Distinguer les fonctions et partager ses espaces

L’équilibre entre sphère privée et espaces communs est respecté, l’articulation est évidente. Le fait que les logements soient situés aux étages permet de différencier clairement les fonctions. Cette distinction est perceptible aussi depuis l’extérieur. Un matériau plus minéral et résilient a été choisi pour le rez-de-chaussée qui jouxte les espaces semi-publics, alors que le bois brûlé a été choisi pour habiller le volume en bois des logements.

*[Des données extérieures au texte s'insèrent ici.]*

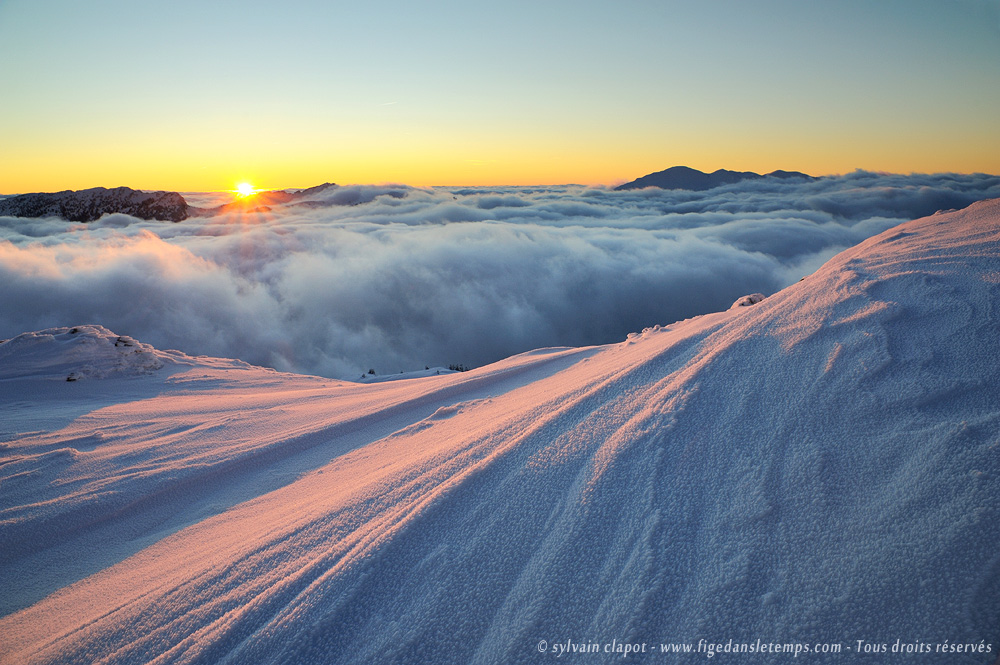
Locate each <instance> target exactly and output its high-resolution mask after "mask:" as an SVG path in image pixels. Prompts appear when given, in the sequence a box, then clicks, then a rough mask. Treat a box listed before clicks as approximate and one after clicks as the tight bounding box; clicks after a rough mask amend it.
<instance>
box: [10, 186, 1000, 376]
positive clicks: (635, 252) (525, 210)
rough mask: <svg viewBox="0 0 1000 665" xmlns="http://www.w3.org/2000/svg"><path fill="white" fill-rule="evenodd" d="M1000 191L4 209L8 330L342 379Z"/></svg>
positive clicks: (816, 262)
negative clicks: (168, 208)
mask: <svg viewBox="0 0 1000 665" xmlns="http://www.w3.org/2000/svg"><path fill="white" fill-rule="evenodd" d="M995 197H1000V177H997V176H988V175H981V174H978V175H955V174H937V175H909V176H902V175H886V174H876V173H869V172H864V171H857V172H855V173H851V174H848V175H845V176H838V177H828V178H823V179H820V180H816V181H801V180H799V181H777V180H771V179H768V180H762V181H745V182H742V183H738V184H735V185H730V186H726V187H720V188H716V189H713V190H709V191H704V192H689V191H679V190H659V189H644V190H632V191H621V192H617V191H613V190H611V189H607V188H594V187H582V186H560V187H504V188H433V189H421V188H413V187H407V186H402V185H399V186H396V185H385V186H349V187H339V188H335V189H328V190H325V191H324V192H321V193H320V194H318V195H317V196H316V197H314V200H313V201H312V202H311V203H310V204H309V205H308V206H303V205H300V206H288V207H278V206H276V207H274V208H273V209H272V210H271V211H270V212H262V213H243V214H241V213H238V212H233V213H227V214H224V215H218V216H215V217H205V218H191V219H188V220H186V221H183V222H180V223H176V224H175V223H170V222H156V221H143V220H138V219H135V218H132V217H128V216H126V215H120V214H118V215H108V216H105V217H104V218H102V219H101V220H100V221H98V222H94V223H90V224H79V223H71V222H65V221H62V220H58V219H44V220H38V219H18V218H10V217H0V280H2V284H3V289H0V339H2V338H7V337H12V336H14V335H16V334H18V333H21V332H25V331H31V330H38V329H42V328H47V327H52V326H66V325H79V324H87V323H96V324H100V325H103V326H105V327H107V328H109V329H111V330H113V331H115V332H117V333H119V334H124V335H130V336H132V337H135V338H136V339H139V340H141V341H143V342H148V343H150V344H153V345H154V346H156V347H158V348H162V349H180V350H182V351H186V352H188V353H191V354H204V355H213V356H224V357H232V358H240V359H242V360H245V361H248V362H251V363H254V364H258V365H265V366H271V367H275V368H277V369H281V370H290V371H295V372H303V373H311V374H319V375H323V376H331V377H340V378H351V379H353V378H357V377H359V376H360V375H361V373H362V372H365V371H367V370H368V369H369V368H371V369H375V370H376V372H378V373H379V374H387V373H396V372H400V371H409V370H414V369H422V368H423V367H424V366H428V365H429V366H436V365H444V366H447V365H449V364H464V365H467V366H478V365H482V364H486V363H489V362H492V361H495V360H499V359H501V358H504V357H506V356H509V355H512V354H515V353H518V352H521V351H527V350H530V349H535V348H539V347H546V346H583V345H590V344H601V343H608V342H615V341H618V340H621V339H623V338H624V337H625V336H626V335H627V334H628V333H629V332H632V331H636V330H641V329H642V328H644V327H647V326H652V325H654V324H667V323H670V322H673V321H676V320H679V319H684V318H687V317H690V316H694V315H697V314H702V313H706V312H712V311H717V310H720V309H725V308H727V307H728V306H729V305H730V304H731V303H732V302H733V301H734V300H735V299H736V298H738V297H739V296H741V295H744V294H747V293H752V292H758V291H759V292H762V293H765V294H770V293H773V292H775V291H777V290H779V289H781V288H783V287H784V286H787V285H788V284H790V283H792V282H794V281H796V280H798V279H799V278H801V277H803V276H804V275H806V274H808V273H810V272H812V271H813V270H815V269H816V268H818V267H819V266H820V265H821V264H822V263H823V262H824V261H826V260H827V259H828V258H830V257H831V256H833V255H834V254H835V253H837V252H839V251H840V250H842V249H845V248H847V247H850V246H852V245H855V244H857V243H858V242H860V241H861V240H864V239H865V238H867V237H869V236H871V235H874V234H877V233H879V232H881V231H884V230H885V229H887V228H890V227H892V226H894V225H896V224H898V223H900V222H903V221H906V220H909V219H913V218H917V217H922V216H925V215H929V214H932V213H934V212H935V211H937V210H941V209H951V208H961V207H964V206H966V205H968V204H970V203H972V202H974V201H977V200H980V199H984V198H995ZM211 198H212V197H211V196H197V195H196V196H188V200H189V201H190V202H191V203H193V204H195V205H199V204H207V203H210V202H211V200H210V199H211Z"/></svg>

« Aujourd’hui, il est important de re-réfléchir la manière dont on habite (en ville) », précisent les architectes. « La philosophie est d’accepter de réduire la taille de son logement individuel en compensant avec des espaces partagés, ce qui permet non de s’offrir la liberté de disposer - ou non -de plus d’espace(s), d’économiser sur le fait que ces espaces, qu’on utilise moins souvent, ont un coût supporté par plusieurs copropriétaires, mais aussi, et c’est certainement le plus important, de créer du lien, de dynamiser les interaction, de créer un endroit favorisant les échanges, l’entraide, le partage.

La démarche primée

Le jury a aimé ce projet sous divers aspects. La démarche de l’habitat collectif, tout d'abord. L’intervention juste, cohérente et véritable de la notion de logements collectifs ensuite. Mais aussi la cohérence dans le choix des matériaux structurels, le fait que les logements soient très différents et adaptés aux habitants, la grande attention portée à la cohésion entre l’habitat, les espaces créés et l’aspect final. Enfin, le jury souligne l’implication importante des architectes dans le processus par rapport au processus complet de construction mais aussi de montage du projet (finances,…), soit le caractère très complet de la mission.